De repente, la luz roja se cambió en verde al tiempo que sonaba el repiquetear de un timbre. Jiggs tendió una mano a su amigo y este percibió en la suya un contacto rudo y áspero, como si se tratase de una pieza de maquinaria.
—Muy agradecido a todo cuanto ha hecho. Y gracias por la bebida. Ya nos veremos en otra ocasión.
El vehículo avanzó, y el rostro de Jiggs quedó rápidamente atrás, mientras las luces blancas, verdes y amarillas se desplazaban a ambos lados. El reportero miró por la ventanilla trasera, observando cómo Jiggs se echaba la mochila a la espalda y desaparecía entre la multitud. Luego, inclinándose hacia adelante, golpeó el cristal.
—Al aeródromo —dijo.
—¿Al aeródromo? —repuso el chófer, sorprendido—. Creí que el otro había dicho que pensaba ir a Noyades Street.
—No.
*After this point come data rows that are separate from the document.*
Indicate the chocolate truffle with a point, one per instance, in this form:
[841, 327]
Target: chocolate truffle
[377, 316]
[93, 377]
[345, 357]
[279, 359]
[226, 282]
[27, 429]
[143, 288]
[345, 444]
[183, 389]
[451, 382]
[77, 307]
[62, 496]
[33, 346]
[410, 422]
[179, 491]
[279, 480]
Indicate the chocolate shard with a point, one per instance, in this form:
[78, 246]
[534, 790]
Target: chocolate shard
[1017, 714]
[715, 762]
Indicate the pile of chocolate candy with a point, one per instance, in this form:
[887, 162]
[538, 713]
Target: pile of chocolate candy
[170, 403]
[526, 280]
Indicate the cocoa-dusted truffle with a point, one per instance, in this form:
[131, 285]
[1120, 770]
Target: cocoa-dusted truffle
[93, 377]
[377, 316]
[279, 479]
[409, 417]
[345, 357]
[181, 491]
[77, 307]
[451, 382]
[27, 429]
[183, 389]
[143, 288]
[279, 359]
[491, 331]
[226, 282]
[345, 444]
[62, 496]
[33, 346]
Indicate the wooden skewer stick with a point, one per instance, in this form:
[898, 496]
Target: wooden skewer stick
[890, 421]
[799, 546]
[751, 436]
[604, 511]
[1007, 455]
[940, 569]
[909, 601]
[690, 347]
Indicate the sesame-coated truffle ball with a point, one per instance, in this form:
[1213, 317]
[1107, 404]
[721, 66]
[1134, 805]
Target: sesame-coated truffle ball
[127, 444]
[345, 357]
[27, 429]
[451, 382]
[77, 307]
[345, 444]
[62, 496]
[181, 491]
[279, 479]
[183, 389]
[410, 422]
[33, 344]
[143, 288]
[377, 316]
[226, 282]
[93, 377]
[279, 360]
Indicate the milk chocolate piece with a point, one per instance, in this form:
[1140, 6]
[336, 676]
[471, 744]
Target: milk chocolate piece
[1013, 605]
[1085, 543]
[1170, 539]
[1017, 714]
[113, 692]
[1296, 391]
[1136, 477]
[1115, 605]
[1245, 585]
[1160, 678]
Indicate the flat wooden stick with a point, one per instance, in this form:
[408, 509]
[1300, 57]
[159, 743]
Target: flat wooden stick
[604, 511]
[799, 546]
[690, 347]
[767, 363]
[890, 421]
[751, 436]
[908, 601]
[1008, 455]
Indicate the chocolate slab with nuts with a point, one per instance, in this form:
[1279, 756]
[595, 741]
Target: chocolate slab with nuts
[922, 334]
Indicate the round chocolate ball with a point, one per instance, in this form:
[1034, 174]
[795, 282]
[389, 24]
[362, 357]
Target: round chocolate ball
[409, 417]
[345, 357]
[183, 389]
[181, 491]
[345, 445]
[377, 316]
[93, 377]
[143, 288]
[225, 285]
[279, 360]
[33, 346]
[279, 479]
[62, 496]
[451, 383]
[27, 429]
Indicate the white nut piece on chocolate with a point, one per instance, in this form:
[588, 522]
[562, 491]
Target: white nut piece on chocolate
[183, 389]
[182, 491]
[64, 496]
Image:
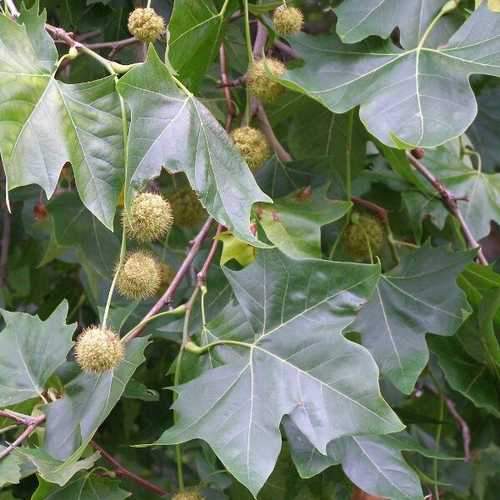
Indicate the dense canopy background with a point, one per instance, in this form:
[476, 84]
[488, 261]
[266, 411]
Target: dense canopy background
[323, 325]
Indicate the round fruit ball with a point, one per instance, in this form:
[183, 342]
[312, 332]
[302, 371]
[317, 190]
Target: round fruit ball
[149, 218]
[146, 25]
[288, 20]
[252, 145]
[188, 495]
[98, 350]
[364, 234]
[139, 276]
[261, 79]
[187, 209]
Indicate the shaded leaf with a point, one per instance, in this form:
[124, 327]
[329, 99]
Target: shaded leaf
[30, 352]
[173, 129]
[88, 400]
[52, 470]
[403, 86]
[359, 20]
[86, 126]
[466, 375]
[294, 223]
[419, 296]
[10, 469]
[294, 356]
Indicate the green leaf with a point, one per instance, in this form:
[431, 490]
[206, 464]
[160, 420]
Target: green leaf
[482, 131]
[87, 487]
[478, 192]
[30, 352]
[419, 296]
[359, 20]
[405, 87]
[74, 227]
[296, 357]
[10, 469]
[88, 400]
[173, 129]
[294, 223]
[195, 31]
[466, 375]
[85, 122]
[52, 470]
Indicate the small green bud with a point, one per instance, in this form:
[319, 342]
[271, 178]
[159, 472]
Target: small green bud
[186, 208]
[146, 25]
[288, 20]
[363, 234]
[260, 79]
[252, 145]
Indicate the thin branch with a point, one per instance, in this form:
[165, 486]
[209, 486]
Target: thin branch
[268, 131]
[260, 41]
[231, 108]
[169, 294]
[116, 45]
[450, 202]
[12, 7]
[4, 253]
[31, 422]
[202, 275]
[460, 421]
[122, 471]
[286, 49]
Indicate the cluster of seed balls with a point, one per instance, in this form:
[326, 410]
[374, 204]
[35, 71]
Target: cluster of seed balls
[141, 275]
[151, 217]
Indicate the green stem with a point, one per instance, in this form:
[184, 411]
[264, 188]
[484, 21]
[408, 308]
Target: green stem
[446, 9]
[248, 40]
[196, 349]
[178, 311]
[348, 155]
[123, 246]
[177, 380]
[438, 443]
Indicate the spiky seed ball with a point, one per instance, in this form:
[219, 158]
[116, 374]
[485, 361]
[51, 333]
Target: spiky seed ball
[188, 495]
[288, 20]
[187, 209]
[139, 277]
[364, 233]
[252, 145]
[98, 350]
[146, 25]
[259, 81]
[149, 219]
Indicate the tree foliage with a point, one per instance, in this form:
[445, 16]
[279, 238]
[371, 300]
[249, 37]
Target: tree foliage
[281, 358]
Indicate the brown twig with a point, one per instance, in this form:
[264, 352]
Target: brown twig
[286, 49]
[231, 108]
[260, 41]
[31, 424]
[450, 202]
[268, 131]
[122, 471]
[167, 297]
[379, 211]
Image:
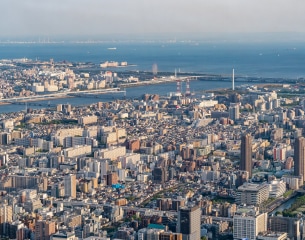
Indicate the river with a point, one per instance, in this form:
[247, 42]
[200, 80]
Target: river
[132, 92]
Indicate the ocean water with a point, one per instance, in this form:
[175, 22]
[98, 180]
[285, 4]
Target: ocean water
[131, 93]
[280, 60]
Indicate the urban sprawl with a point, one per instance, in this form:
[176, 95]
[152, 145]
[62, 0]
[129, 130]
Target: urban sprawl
[223, 164]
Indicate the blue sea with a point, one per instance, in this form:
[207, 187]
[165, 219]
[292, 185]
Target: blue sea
[280, 60]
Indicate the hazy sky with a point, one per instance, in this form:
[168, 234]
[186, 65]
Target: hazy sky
[20, 18]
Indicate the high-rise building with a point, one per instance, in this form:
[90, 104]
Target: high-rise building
[246, 154]
[159, 175]
[252, 194]
[285, 224]
[248, 223]
[44, 230]
[189, 222]
[299, 156]
[234, 111]
[70, 185]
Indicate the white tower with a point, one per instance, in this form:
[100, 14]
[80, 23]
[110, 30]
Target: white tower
[233, 88]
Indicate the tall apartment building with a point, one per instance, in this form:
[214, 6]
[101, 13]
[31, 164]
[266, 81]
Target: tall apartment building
[299, 156]
[70, 185]
[234, 111]
[248, 223]
[87, 120]
[189, 220]
[285, 224]
[44, 230]
[252, 194]
[246, 154]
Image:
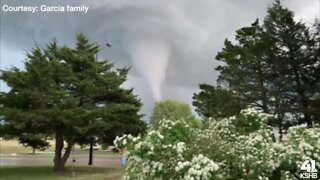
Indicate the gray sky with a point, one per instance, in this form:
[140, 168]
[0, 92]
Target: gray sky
[170, 45]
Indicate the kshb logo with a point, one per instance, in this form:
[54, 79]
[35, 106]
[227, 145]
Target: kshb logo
[310, 167]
Al aeródromo —contestó el reportero.
El chófer volvió a dirigir la vista hacia adelante, pareciendo como si se acomodase para un largo trayecto, mientras las flechas indicadoras de direcciones únicas pasaban rápidas junto al coche. De repente, el barrio antiguo convirtióse en un deshilachado y sucio arrabal, apenas iluminado, que el taxi atravesó rápidamente, para desembocar en una calle muy recta que conducía hasta la carretera tendida sobre la llanura acuosa. El automóvil avanzaba ahora a toda velocidad, causando al reportero la ilusión de estar metido en una caja de cristal suspendida en la silenciosa y movible inmensidad del espacio por dos diminutos dedos de luz. Mirando hacia atrás pudo aún distinguir la ciudad, o, mejor dicho, su resplandor, no muy lejano, como si se moviese al mismo tiempo que el vehículo, a pesar de la velocidad de este. No podía escapar de ella, simbólica y envolvente, como si no tuviese en cuenta las distancias ni el convencionalismo de las horas. Estaba allí… con su eterno olor a café y a azúcar, con sus húmedos esqueletos metálicos suspendidos sobre la gris superficie de las aguas, perdida por completo toda esperanza de latitudes u horizontes, mientras por las alcantarillas, llenas de agua, se deslizaban las inmundicias y basura… con sus diez mil mañanas inevitables en las que diez mil árboles sacudidos por el viento rozarían los muros de ladrillos chorreando humedad, mientras que diez mil pares de negras como Leonora tratarían de pelearse contra el invencible sol…, el oscuro café, las miríadas de pescados friéndose en aceite…, y un mañana repitiéndose sin cesar, no lleno de esperanza o ilusiones, sino tan solo tratando de existir.